"Ciego y sordo"
HACE APENAS mes y medio, el escritor venezolano Arturo Uslar Pietri acusaba al presidente de aquel país, Carlos Andrés Pérez, de estar "ciego y sordo" ante la amenaza de un golpe de Estado. Aseguraba Uslar que las dificiles condiciones de vida que aquejaban a los venezolanos, unidas a la inseguridad ciudadana, la corrupción generalizada y la ineficacia de la justicia, eran un caldo de cultivo para el golpismo alimentado desde sectores intransigentes de las Fuerzas Armadas. No descubría con ello nada que sus conciudadanos no intuyeran ya, mientras la prensa hablaba abiertamente de la posibilidad del golpe.La asonada se produjo en la noche de ayer. Sin embargo, aunque violenta y con instantes de gran dúreza en la propia Caracas, afortunadamente para el sistema democrático no pasé de ser episódica: unas horas después de que diera comienzo, los rebeldes se rendían. Pero lo importante no es el tamaño, organización o fuerza del golpe, sino lo sintomático que resulta que haya ocurrido en un país de tanta tradición democrática.
Carlos Andrés Pérez fue, entre 1974 y 1979, el presidente despilfarrador de los años de la bonanza del petróleo: la más espectacular explosión de deuda externa, el inicio de la recesión y los índices mayores de fuga ilegal de capitales se dieron precisamente cuando Pérez fue primer mandatario.

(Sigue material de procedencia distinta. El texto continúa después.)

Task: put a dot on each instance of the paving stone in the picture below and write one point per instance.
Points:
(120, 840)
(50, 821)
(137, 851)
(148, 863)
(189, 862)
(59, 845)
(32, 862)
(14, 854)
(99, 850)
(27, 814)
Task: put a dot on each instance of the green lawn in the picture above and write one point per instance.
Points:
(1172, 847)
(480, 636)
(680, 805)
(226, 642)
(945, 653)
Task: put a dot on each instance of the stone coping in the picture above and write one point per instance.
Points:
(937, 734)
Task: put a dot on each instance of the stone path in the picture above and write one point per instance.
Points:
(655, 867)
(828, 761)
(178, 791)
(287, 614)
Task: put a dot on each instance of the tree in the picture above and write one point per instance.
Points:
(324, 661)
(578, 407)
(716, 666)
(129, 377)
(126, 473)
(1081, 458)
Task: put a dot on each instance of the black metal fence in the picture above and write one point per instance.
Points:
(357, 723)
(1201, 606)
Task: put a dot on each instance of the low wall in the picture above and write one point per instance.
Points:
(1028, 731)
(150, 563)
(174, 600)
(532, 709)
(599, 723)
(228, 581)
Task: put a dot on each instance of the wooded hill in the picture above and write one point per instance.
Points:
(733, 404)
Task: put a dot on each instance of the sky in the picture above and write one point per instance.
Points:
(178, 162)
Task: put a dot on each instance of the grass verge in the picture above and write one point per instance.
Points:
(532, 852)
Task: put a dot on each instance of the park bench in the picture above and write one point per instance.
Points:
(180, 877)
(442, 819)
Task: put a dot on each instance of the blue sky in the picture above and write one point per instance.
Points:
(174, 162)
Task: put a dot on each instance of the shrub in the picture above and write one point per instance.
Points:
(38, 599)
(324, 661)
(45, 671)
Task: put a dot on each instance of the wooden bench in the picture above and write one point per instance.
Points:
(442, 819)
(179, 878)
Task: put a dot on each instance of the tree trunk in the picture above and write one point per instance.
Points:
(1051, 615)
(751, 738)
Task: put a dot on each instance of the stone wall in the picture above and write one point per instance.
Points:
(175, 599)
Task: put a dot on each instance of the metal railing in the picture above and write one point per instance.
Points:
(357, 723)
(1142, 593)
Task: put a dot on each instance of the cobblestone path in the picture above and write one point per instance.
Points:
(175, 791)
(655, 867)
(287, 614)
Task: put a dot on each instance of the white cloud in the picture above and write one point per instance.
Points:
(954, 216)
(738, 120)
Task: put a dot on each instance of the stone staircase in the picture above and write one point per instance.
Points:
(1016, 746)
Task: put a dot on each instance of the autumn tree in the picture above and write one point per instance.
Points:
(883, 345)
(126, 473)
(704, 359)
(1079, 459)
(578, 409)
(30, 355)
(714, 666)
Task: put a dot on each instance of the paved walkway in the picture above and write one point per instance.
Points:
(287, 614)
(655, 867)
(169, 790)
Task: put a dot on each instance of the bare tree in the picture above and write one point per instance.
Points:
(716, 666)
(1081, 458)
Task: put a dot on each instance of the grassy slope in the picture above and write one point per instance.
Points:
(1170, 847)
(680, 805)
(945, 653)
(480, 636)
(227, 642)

Aquellos primeros cinco años concluyeron en fracaso económico, pese a que el político venezolano consiguiera convertirse en uno de los líderes más carismáticos del Tercer Mundo al suministrar aparente prueba de que la independencia y despegue económicos eran posibles sin que ello dependiera de la colonización del mundo desarrollado.
En 1988 consiguió ser reelegido por una nación angustiada y empobrecida que, por segunda vez, decidió votar por el candidato que le prometía disciplina, honradez y estabilización económica. Apenas un mes después de su toma de posesión, el país se vio envuelto en un baño de sangre: el caracazo, una revuelta popular en contra de las medidas de ajuste económico del Gobierno que se saldó con decenas de muertos, centenares de heridos, saqueós de comercios, suspensión de derechos ciudadanos y toque de queda.
Tres años después, los disturbios han sido causados por un sector del Ejército de imprecisa connotación ideológica, pero apoyado en el tan familiar género de justificación populista: la mala situación personal de los venezolanos, la corrupción generalizada y la inseguridad ciudadana. Lo que, como de costumbre, no ha explicado el sector golpista del Ejército es cómo pretendía enderezar la situación.
El ajuste económico que se ha visto obligado a imponer Carlos Andrés Pérez tras un acuerdo con el Fondo Monetario Internacional ha servido para incrementar las reservas del país (hasta casi 14.000 millones de dólares partiendo de los 300 que había dejado la Administración de su correligionario Lusinchi) y para convertir la tasa de crecimiento de la economía en la más alta de todo el continente. Al mismo tiempo, la inflación ha sido rebajada al 30%, un indudable saneamiento que mejora los datos macroeconómicos del país, pero que, por ahora, de nada ha servido a la hora de hacer lo propio con las condiciones de vida de los venezolanos. Nada menos que entre el 35% y el 40% de los ciudadanos se encuentra en el umbral de la pobreza crítica, y otro 40%, en el de la pobreza relativa. Estos son los costes sociales de la estabilización.
Es preciso congratularse del fracaso de la asonada, entre otras cosas porque la respuesta a las dificultades nacionales no es nunca un golpe de mano (que además siempre esconde reivindicaciones de clase, legítimas pero no reclamables por las armas), sino la racionalización del aparato administrativo, la aplicación de mayor disciplina fiscal y económica y el exterminio de la corrupción como forma de gobierno. Tal vez en Venezuela se haya agotado un modelo, pero sustituirlo corresponde a las fuerzas que gestionan el sistema, no a salvadores caudillistas que tanto mal han hecho en la historia del continente latinoamericano.